La mirada de la evolución del financiamiento de la educación superior se presenta como escenario entre 2010 y 2017 en América Latina a cargo de Ana García de Fanelli. El artículo plantea el comportamiento, durante la última década, de los recursos financieros destinados a la educación superior, como reflejo de los cambios en el crecimiento de la economía de cada uno de los países de la región. En diálogo con la evolución de las variables demográficas y educativas, el análisis se centra en el grado de masificación de la educación superior en cada país. Luego del análisis de la inversión en educación superior respecto del PIB, el trabajo se concentra en los principales mecanismos de asignación de fondos que los países de la región incorporaron con el propósito de promover reformas y mejoras en el funcionamiento de ese nivel de enseñanza.

La situación de las universidades nacionales de Brasil fue presentada por Nelson Cardoso de Amaral presentando una visión crítica respecto de la situación del financiamiento educativo de las universidades brasileñas en el contexto de la gestión del presidente Jair Bolsonaro. Plantea un juego de medias verdades y/o mentiras respecto de los niveles de recursos disponibles por el Ministerio de Educación Nacional destinado a la educación superior brasileña.

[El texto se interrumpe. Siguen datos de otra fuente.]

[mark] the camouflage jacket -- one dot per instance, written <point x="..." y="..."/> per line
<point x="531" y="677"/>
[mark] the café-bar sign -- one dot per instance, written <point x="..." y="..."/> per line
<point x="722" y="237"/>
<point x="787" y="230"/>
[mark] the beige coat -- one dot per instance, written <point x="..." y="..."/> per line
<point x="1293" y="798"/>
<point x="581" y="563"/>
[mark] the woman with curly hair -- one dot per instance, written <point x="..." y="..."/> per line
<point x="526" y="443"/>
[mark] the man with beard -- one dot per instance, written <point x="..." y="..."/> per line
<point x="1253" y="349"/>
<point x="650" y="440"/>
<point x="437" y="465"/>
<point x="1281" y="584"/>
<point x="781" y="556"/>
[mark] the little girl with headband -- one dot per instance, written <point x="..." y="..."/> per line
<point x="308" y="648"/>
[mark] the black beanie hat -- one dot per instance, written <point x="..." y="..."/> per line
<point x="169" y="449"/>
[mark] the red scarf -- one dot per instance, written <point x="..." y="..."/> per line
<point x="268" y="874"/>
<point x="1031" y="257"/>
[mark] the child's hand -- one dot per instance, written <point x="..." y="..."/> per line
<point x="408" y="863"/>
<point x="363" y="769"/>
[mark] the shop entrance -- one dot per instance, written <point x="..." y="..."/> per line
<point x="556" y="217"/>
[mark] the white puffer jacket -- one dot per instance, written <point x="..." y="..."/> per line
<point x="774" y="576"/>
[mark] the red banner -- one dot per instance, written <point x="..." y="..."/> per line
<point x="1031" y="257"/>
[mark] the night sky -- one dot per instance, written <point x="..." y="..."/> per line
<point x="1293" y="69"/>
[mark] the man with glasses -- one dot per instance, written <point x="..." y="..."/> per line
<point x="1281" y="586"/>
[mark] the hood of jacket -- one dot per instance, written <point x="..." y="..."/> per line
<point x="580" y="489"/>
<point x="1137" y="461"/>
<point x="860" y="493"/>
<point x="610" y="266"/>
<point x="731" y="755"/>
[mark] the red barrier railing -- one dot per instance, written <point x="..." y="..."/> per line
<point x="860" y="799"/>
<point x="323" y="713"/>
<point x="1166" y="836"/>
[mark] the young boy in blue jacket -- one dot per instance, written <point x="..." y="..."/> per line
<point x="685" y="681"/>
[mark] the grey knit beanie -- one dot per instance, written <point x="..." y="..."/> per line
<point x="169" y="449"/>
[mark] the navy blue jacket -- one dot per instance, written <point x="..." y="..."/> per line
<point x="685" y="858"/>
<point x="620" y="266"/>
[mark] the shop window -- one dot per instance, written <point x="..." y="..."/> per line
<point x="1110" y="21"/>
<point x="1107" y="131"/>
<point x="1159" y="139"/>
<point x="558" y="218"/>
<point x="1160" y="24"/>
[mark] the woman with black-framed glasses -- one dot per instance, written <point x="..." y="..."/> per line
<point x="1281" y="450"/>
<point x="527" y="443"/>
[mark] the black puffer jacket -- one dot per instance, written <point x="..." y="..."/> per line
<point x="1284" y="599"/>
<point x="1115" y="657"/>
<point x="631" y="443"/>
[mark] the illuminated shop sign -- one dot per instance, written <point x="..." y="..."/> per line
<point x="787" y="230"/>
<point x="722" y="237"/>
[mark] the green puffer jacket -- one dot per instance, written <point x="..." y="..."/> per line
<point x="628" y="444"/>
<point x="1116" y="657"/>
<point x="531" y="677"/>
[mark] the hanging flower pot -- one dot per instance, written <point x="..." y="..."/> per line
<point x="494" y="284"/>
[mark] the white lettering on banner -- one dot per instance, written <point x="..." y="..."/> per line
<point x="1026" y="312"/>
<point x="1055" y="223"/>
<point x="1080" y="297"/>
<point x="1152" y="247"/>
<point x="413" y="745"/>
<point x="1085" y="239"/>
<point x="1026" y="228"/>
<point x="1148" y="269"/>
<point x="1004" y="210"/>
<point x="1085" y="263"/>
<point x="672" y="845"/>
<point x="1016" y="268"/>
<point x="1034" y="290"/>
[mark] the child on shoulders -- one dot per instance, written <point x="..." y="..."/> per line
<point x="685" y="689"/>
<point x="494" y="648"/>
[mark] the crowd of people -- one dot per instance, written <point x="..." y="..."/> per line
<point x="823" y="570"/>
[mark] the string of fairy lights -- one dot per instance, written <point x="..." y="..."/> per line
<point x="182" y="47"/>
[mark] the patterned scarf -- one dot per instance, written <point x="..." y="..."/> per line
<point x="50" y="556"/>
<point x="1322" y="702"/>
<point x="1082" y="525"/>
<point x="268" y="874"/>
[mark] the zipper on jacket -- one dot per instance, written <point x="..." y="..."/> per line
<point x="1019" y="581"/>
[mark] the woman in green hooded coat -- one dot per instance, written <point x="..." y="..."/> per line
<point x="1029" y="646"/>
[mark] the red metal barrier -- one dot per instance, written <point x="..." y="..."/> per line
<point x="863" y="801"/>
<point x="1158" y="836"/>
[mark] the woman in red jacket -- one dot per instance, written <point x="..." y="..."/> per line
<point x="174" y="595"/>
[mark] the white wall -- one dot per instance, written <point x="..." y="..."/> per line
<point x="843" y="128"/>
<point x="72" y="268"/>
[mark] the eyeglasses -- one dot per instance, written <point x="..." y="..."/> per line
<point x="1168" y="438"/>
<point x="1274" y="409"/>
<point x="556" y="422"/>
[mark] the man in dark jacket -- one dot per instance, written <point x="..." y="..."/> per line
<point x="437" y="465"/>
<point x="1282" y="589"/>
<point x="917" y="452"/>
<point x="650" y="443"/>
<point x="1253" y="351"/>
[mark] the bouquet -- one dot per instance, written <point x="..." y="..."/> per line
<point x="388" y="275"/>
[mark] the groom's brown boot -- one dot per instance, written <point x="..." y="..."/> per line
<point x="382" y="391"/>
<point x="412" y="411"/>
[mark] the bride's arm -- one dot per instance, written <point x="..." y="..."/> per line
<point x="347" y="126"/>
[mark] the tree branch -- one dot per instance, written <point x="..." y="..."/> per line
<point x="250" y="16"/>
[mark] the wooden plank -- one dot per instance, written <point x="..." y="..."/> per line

Para el análisis de la eficiencia de los recursos y el financiamiento de la educación superior en Argentina, María Martín Ibáñez, Silvia Morresi y Florencia Arnaudo abordan como estudio de caso a las universidades nacionales. Parten de la revalorización de la educación superior, que conlleva al aumento en la demanda de servicios educativos, lo que se ha visto acompañado por la modificación de la oferta verificada en dos aspectos, una expansión del sistema y un aumento de los recursos destinados a las instituciones de educación superior en el país. Para ello, presentan un conjunto de indicadores que dialogan en un contexto en el cual se registró el incremento del gasto destinado a la educación superior y el desempeño de las funciones de enseñanza e investigación en la selección de las universidades nacionales.

Finalmente, la sistematización de distintas experiencias en materia de financiamiento educativo en los países de América Latina permitió elaborar un estado de situación en los modos de discusión y problematización del campo de la economía de la educación. Las diferencias en los modelos, enfoques y paradigmas de cómo financiar la educación no alcanza un consenso generalizado. Todo lo contrario, operan tradiciones y lógicas particulares en cada país cuyo hilo conductor permite poner en diálogo estos matices.

Bajo esta premisa, cada experiencia registró avances y retrocesos, aciertos y desaciertos aunque en todas primaron los esfuerzos por problematizar la cuestión del financiamiento educativo. Este balance aporta una producción de conocimiento desde la perspectiva latinoamericana. Es por esta razón que impulsar conversaciones con impronta desde la investigación en América Latina permite comprender las problemáticas de los sistemas educativos para impulsar políticas de financiamiento educativo que promuevan la búsqueda de la equidad y la justicia educativa.